You don't know what they learn beforehand (else deep learning wouldn't be necessary) so you have to try and figure it out afterwards.

But artificial parameters aren't beholden to any sort of "explainabilty rule". No guarantee anything is wired in a way for humans to comprehend. And even if it was, you're looking at hundreds of billions of parameters potentially.

uoaei|2 years ago

> not at the mechanistic level of the architecture, but in terms of what they learn (some type of world model ? details, not hand waving!)

https://imgs.xkcd.com/comics/tasks.png

coolandsmartrr|2 years ago

Hi Jay,

I really loved your [explainer on AI Art](https://www.youtube.com/watch?v=MXmacOUJUaw), and I've already added more of your videos and articles on my watch-later read-later lists! Can't wait to spend more time with them this weekend.
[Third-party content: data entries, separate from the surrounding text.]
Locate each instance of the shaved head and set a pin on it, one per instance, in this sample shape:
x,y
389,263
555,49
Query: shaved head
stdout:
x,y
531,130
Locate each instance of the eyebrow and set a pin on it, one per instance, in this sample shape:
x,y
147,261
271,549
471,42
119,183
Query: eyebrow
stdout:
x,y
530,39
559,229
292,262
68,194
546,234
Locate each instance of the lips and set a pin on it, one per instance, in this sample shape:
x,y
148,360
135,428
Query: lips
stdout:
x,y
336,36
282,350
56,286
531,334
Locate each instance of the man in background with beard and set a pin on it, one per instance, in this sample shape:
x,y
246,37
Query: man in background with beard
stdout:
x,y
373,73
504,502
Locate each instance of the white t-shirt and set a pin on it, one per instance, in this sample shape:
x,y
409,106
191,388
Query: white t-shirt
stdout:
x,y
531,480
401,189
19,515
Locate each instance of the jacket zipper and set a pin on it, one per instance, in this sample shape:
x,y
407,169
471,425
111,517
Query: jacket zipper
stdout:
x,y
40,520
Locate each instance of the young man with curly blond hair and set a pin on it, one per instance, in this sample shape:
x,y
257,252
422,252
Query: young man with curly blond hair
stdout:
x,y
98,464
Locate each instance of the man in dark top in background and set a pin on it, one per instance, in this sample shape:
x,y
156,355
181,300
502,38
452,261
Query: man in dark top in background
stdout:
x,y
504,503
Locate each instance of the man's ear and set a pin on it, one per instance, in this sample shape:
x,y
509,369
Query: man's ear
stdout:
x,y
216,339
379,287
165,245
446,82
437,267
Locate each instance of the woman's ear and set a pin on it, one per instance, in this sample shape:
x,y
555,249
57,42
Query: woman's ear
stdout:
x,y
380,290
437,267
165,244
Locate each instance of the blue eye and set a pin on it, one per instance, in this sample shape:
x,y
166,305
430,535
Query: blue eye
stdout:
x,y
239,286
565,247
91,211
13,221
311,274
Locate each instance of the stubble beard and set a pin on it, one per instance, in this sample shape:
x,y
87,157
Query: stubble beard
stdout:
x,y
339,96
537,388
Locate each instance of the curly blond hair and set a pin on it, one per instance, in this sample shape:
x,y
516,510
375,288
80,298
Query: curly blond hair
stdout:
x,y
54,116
Thank you for creating such wonderful resources!

jwilber|2 years ago

Love these.

I’ve also made some visual explanations for ml for Amazon, available at https://mlu-explain.github.io/

Big fan of your early work, Jay, a big inspiration for me!

jayalammar|2 years ago

That's beautiful! Hope you're getting to do more of these!

axpy906|2 years ago

You sir get an up vote for simply being Jay on HN. Thank you for all you do.

abrinz|2 years ago

Nice work!

Minor nitpick: The intercom button obscures the topic expansion button for the final appendix in the nav menu. Maybe move intercom to the bottom right instead?

stclaus|2 years ago

Looks great, thanks! It would be useful to add chapters indicators / links to jump directly to a specific news in the audio

sva_|2 years ago

Interesting, just yesterday I was googling something about transformers and had arrived on your page.

senttoschool|2 years ago

Looks great. Thank you.

40fishes|2 years ago

Looks really helpful. Joined the community as well.